Sure, sometimes, depending on where you work, might contribute to the “good old boys club” or gender discrimination theory. But after reading on, I found that some of what the author was saying to be true, we may be responsible for adding to this dilemma. The question is: Are we UnderEarners?
If you haven’t had a raise in over 2 years and don’t want to ask for one for fear of “rocking the boat”, you may be an underearner.
If you have a hard time telling your clients you are raising your fees, or consistently underbill them, you may be an underearner.
If you don’t market yourself, or “toot your own horn” either within the place you work, or with networks outside of work, you may be an underearner.
If you put so much time into volunteer activities that you just feel lucky to be employed and content to remain where you are financially, you may be an underearner.
Some of this sounds like you, so, what do we do, you ask?
1- Identify your financial needs, have a clear picture of what you need to earn and where you want to be (including identifying all expenses and any “incidentals” like car repair, home repair, etc.)
2- Research the position and your own qualifications within the industry. If they don’t meet your needs, then prepare to negotiate for a pay increase, or start looking for a job that will pay what you deserve.

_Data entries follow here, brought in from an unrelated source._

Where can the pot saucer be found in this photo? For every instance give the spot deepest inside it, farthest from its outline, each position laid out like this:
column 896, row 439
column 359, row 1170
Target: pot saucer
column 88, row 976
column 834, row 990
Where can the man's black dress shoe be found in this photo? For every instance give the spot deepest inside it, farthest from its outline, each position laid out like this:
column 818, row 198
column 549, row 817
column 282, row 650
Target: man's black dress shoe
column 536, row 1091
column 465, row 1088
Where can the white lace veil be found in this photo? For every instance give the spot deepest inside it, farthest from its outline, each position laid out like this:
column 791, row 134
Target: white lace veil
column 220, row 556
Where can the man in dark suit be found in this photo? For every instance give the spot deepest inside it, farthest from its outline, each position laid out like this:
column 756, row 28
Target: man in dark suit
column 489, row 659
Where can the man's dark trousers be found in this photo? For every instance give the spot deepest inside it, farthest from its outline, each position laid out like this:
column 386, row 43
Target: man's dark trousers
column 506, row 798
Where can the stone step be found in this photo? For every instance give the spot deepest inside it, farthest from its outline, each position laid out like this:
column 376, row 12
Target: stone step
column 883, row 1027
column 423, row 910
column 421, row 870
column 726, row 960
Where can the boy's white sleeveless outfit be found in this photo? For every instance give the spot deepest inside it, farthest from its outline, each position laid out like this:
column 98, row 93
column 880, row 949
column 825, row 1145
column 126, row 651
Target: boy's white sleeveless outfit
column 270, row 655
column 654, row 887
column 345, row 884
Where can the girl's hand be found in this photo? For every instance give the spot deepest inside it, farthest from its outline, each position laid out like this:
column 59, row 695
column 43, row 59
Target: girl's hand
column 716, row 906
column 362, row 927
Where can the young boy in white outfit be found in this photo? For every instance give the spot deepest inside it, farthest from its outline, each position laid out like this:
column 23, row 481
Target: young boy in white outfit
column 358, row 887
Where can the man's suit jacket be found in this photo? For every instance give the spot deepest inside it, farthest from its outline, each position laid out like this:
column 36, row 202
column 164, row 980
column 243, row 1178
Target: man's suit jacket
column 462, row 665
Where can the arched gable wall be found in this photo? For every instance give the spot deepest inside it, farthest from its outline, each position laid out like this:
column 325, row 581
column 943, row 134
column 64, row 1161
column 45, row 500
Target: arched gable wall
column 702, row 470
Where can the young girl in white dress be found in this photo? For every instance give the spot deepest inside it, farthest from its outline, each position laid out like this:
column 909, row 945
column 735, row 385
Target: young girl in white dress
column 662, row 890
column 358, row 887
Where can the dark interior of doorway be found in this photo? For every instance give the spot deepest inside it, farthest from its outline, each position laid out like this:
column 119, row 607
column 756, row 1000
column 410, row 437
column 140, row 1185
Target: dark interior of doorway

3- NEGOTIATE. This is the key to showing the employer what you are worth and that you are committed to getting it. Have an up-to-date copy of your on-the-job accomplishments ready to show your boss what you have contributed as a back up for your request. Most importantly, be confident. You’ve earned it and you deserve it!
For further reading on these subjects, check out Mikelann R. Valterra’s book, “Why Women Earn Less, How to Make What You’re Really Worth”, or Nicholas Reid Schaffzin’s book, “Negotiate Smart: The Secrets of Successful Negotiation”.